O.K. so I am not a religious scholar, but I am inclined to believe that Judaism itself is likely based on Egyptian religion. A lot of Judaism and therefore for Christianity and Islam is borrowed directly out of the religion of the Egyptian Sun God.
We even say Amen in prayers, which is Amun or Amun-Ra. Jesus birth by a Virgin is the same as Horus Virgin birth. So the mythology is all out of Egypt, which is where the Jews were enslaved.
The thing to take away from any religion is that God is a Spirit and when we die we rejoin the Spirit.
Amun - Wikipedia
![]()
![]()
One of the things I was really into as a child was Egyptology. I can’t remember how I fell into the subject but it became something more than just a passing familiarity. It became to the point where a relative got me a hieroglyphics book and I studied to the point that I was able to start translating heiroglyphics texts (I was a real nerd, not like these gaming and comic book reading wannabes).
I say all this to say, as someone who knows a bit more than the average person about Egyptian mythology, I can tell you that there were some aspects of the mythology that had a “touch” of similarity to Judeo-Christian ideas, such as the concept of life - death - life after death, and some similarities with the New Kingdom cult of the god Aton (compared with the Jewish “Adonai”) but that’s where it stops.
There were no similarities between Jesus and Horus.
Looking at the graphs that you posted I can go down one by one and point out the falsehood in most of the claims.
1) “Isis with Sun-God Horus” - Horus wasn’t the Sun God.

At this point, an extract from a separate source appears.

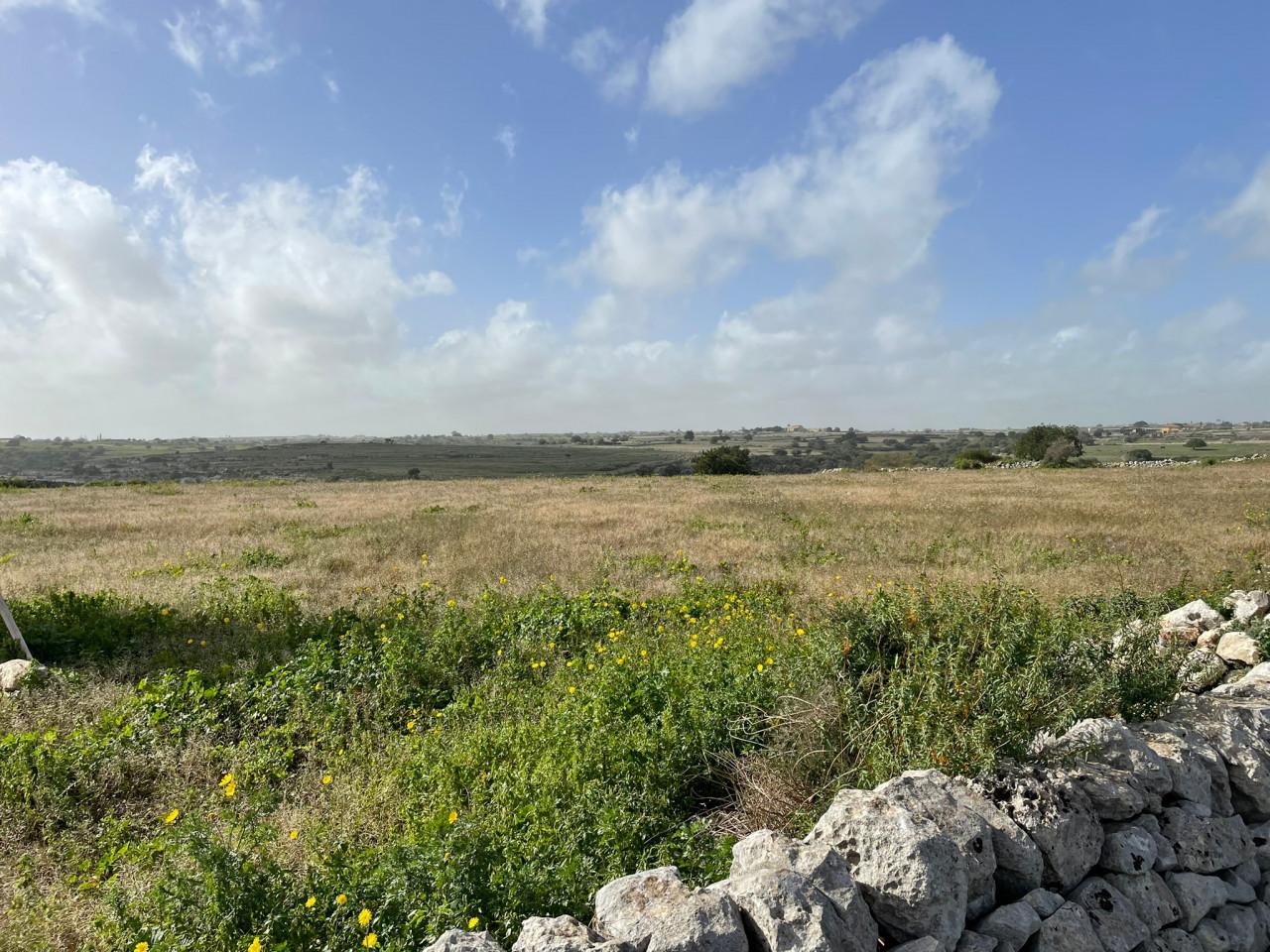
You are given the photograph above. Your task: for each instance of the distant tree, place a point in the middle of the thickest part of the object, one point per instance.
(1035, 442)
(721, 461)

Ra was the Sun God. Egyptian mythology had this weird thing where gods would merge. So Ra-Horakhty became this synergized version of the two. However, as a stand-alone god, Horus was not associated with the sun.
2) Horus was not born of a Virgin. Isis, his mother, was a Goddess. And he was born out of necrophilia. Osiris was killed and his body chopped up into pieces. Isis recovered the pieces of his body back together with the exception of his penis which was eaten by a fish. She made a replacement erect penis, then had sex with the body, and gave birth to Horus by the Nile in a marsh. He was not born in a manger.
3) Egyptian mythology didn’t go into details about the individual lives of each of their Gods. I can tell you with 99% certainty that none of the points under Horus happened. Birthday isn’t on the 25th, he’s not associated with a star, there is no text supporting any claims of his life as child, he never baptized anyone, all the way down the line, none of that happened.
For the most part, Egyptian gods did not die, with two exceptions. Ra, the Sun, who is born every morning and dies every evening. And Osiris, the god of the dead. Those are the only two Gods that die and needed to die because the Egyptians needed to explain away 1) the regenerative power of the sun and by extent creation and 2) human life and death and its eventual resurrection. If humans died and went to the underworld, they needed a god to lord over them in the underworld, which is why Osiris had to die.
Horus never dies, was never crucified. The Egyptian pharaohs were believed to be the sons of Horus. When Horus went away to merge with Ra, the pharaohs were left in his place to rule the Earth. Which is why pharaohs were referred to as the living Gods.
No correlation to the Jesus story whatsoever even though numerous people online have tried to draw up false similarities.